Ils sont « une foule immense » nous dit Tacite. Ils périssent un mois plus tard dans la nuit du 15 août, exposés sur des croix, brûles vifs ou donnés comme gibier à des chiens. Ce terrible « spectacle » a lieu dans les jardins de Néron sous les yeux d'une foule qui aime se divertir par des scènes de cruauté mais surtout sous la direction d'un fou avide de sang et de gloire. Saint Pierre est très probablement une de ces victimes saintes qui ont préféré subir la fureur d'un tyran que cacher leur identité de Chrétiens.
Si nous ne connaissons pas les noms de ces martyrs, l'Église nous assure qu'ils sont à jamais inscrit sur « le livre de vie » dont parle l'Apocalypse et qu'ils possèdent pour l'éternité la gloire et la paix profonde des enfants de Dieu. C'est l'orgueil d'un seul qui entraîna ce massacre inouï, mais Dieu sait combien le témoignage des Saints rend féconde la terre qui reçut leur sang.
Ces martyrs sont pour nous « un magnifique exemple » (Saint Clément de Rome - Pape) parce qu'ils nous invitent à reprendre courage contre l'adversaire qui « va et vient comme un lion rugissant ». C'est par la « force de la foi » qu'ils ont pu rester fermes devant les pires supplices. C'est cette foi ardente que nous sommes appelés à recevoir de l'Esprit Saint. Il n'y a qu'elle qui puisse nous donner une vrai liberté et la joie de la victoire de l'amour.
Il y eut bien d'autres martyrs à Rome :
Vers 67 : 47 martyrs.
Vers 68 : 3 soldats.
Vers 115 : des malfaiteurs prisonniers, baptisés par le pape Saint Alexandre (107 - 116 ?), auraient été conduits à Ostie et embarqués sur un vieux navire qui aurait sombré.
En 219 : très nombreux martyrs sous Alexandre Sévère et sous le préfet Ulpien.
vers 250 : 2 soldats martyrisés sur la voie Lavicana.
En 262 : 40 soldats martyrs, voie Lavicana, sous Gallien.
En 269 : environ 260 martyrs : d'abord condamnés aux travaux forcés pour construire la voie Salarienne, puis massacrés dans l'amphithéâtre par des archets, sous Claude II.
Plus 46 soldats et 212 civils martyrisés.
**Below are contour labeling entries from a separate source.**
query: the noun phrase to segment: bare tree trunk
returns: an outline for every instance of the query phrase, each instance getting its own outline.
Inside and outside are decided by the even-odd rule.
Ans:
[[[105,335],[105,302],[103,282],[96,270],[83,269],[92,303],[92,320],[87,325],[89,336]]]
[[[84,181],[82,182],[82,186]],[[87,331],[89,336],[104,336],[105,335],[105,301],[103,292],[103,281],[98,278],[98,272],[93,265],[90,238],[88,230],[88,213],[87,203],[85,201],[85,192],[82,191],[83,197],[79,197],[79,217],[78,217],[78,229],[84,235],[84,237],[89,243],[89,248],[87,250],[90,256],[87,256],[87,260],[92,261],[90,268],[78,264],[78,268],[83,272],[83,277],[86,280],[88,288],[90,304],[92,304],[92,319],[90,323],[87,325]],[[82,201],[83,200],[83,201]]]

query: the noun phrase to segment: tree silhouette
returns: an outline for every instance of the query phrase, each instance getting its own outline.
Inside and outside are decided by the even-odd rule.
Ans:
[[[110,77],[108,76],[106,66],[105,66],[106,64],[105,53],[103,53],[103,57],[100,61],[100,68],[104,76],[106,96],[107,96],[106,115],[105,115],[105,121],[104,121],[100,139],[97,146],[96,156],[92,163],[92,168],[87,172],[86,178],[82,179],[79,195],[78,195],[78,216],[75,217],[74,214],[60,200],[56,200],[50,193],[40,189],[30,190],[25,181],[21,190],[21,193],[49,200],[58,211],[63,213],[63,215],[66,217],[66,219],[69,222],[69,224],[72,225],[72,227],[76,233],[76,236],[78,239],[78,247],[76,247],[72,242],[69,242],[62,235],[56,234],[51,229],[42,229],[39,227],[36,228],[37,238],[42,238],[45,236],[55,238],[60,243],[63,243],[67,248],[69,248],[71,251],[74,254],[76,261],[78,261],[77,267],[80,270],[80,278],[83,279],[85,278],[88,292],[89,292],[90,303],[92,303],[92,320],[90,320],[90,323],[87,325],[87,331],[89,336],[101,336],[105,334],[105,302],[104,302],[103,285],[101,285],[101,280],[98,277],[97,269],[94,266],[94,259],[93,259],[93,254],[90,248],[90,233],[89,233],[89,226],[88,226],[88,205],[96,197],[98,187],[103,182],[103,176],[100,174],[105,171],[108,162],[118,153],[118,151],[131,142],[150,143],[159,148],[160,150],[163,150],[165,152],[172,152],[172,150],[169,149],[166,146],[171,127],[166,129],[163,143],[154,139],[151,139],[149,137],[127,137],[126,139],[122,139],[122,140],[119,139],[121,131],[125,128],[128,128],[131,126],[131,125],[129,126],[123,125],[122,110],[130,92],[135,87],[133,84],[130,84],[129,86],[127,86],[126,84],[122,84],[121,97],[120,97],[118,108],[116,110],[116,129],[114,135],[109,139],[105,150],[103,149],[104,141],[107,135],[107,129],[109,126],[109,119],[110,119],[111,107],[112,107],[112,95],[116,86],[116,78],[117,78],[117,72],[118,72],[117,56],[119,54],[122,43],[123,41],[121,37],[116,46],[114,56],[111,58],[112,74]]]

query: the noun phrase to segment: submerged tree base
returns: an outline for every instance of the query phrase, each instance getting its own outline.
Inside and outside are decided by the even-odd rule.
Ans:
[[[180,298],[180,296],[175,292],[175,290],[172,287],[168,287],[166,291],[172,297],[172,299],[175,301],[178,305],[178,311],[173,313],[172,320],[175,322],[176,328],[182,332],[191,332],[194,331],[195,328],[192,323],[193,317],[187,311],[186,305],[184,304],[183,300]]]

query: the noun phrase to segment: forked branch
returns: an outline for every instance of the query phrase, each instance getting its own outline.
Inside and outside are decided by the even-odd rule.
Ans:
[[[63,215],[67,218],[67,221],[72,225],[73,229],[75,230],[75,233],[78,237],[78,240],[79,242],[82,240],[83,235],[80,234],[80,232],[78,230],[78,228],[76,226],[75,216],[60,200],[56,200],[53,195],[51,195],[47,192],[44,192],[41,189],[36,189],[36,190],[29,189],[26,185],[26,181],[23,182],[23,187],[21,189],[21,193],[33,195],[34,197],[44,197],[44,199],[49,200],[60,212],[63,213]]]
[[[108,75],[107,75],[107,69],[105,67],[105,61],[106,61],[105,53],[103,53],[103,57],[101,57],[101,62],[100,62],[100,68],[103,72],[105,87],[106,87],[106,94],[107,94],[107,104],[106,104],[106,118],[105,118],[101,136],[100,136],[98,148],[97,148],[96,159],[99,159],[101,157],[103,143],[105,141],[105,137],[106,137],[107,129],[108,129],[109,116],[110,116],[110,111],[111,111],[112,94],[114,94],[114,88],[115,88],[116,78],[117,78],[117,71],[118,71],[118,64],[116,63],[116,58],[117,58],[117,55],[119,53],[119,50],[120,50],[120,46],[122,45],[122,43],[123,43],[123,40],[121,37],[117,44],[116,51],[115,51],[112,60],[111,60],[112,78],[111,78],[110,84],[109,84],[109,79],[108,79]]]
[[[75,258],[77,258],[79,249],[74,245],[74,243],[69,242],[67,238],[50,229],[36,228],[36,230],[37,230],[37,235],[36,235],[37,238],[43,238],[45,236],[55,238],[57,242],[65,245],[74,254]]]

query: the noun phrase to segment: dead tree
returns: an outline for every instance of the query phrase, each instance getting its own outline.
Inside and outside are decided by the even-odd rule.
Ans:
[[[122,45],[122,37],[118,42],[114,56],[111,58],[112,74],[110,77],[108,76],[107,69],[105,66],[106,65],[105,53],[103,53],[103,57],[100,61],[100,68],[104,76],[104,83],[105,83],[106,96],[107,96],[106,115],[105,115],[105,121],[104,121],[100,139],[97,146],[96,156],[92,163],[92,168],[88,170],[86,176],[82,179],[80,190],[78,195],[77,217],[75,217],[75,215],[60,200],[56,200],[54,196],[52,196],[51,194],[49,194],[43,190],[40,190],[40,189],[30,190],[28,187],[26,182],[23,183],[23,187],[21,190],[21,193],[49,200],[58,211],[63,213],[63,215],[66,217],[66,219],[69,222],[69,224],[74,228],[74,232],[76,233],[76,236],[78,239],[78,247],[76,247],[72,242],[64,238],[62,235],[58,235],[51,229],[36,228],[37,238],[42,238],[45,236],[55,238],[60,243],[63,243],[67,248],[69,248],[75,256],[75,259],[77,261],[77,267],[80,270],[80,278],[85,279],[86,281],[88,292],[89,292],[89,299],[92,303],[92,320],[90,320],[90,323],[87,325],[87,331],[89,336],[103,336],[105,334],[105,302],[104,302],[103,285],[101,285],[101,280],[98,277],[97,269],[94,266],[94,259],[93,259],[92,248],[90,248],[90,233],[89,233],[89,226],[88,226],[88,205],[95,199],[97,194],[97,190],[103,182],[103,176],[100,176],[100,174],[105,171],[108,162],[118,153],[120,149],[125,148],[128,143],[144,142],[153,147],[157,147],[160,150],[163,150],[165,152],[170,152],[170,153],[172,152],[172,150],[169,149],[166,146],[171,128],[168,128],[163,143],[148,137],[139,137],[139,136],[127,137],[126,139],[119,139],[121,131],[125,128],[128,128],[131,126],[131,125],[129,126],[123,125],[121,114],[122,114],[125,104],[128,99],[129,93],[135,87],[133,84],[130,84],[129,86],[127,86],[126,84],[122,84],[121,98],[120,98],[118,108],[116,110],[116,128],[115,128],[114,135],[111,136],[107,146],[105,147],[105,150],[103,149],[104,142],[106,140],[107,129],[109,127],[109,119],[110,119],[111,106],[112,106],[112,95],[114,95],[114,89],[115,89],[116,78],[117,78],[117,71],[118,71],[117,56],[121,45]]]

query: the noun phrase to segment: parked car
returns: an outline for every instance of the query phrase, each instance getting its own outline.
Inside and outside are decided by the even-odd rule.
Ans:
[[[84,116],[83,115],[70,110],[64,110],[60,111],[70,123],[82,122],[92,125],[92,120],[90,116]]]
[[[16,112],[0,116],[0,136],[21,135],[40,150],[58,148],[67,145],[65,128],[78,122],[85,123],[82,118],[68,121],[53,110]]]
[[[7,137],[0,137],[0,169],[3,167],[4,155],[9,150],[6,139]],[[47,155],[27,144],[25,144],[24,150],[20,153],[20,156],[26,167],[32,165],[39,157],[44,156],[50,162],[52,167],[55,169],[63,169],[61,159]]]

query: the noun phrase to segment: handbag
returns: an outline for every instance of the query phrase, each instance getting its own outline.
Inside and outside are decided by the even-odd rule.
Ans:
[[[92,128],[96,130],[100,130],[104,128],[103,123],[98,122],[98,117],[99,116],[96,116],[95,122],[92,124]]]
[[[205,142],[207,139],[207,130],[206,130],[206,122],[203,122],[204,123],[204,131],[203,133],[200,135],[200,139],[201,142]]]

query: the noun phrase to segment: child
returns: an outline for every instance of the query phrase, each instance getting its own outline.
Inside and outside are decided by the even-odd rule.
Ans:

En 274 : 165 martyrs, sous Aurélien.
En 303 : Un important groupe martyrisé parce que ces membres avaient refusé de livrer les Livres saints, sous Dioclétien.
Plus 23 martyrs, voie Salarienne et 30 martyrs, enterrés, voie Lavicana.
En 304 : 30 soldats martyrisés, toujours sous Dioclétien.
Il existe avec certitude d'autres groupes de martyrs mais dont les dates sont incertaines. cela ne nous permet pas de les mentionner.
L'ancien Martyrologe d'avant 1970 appelle Rome, « un champ fertile de martyrs ».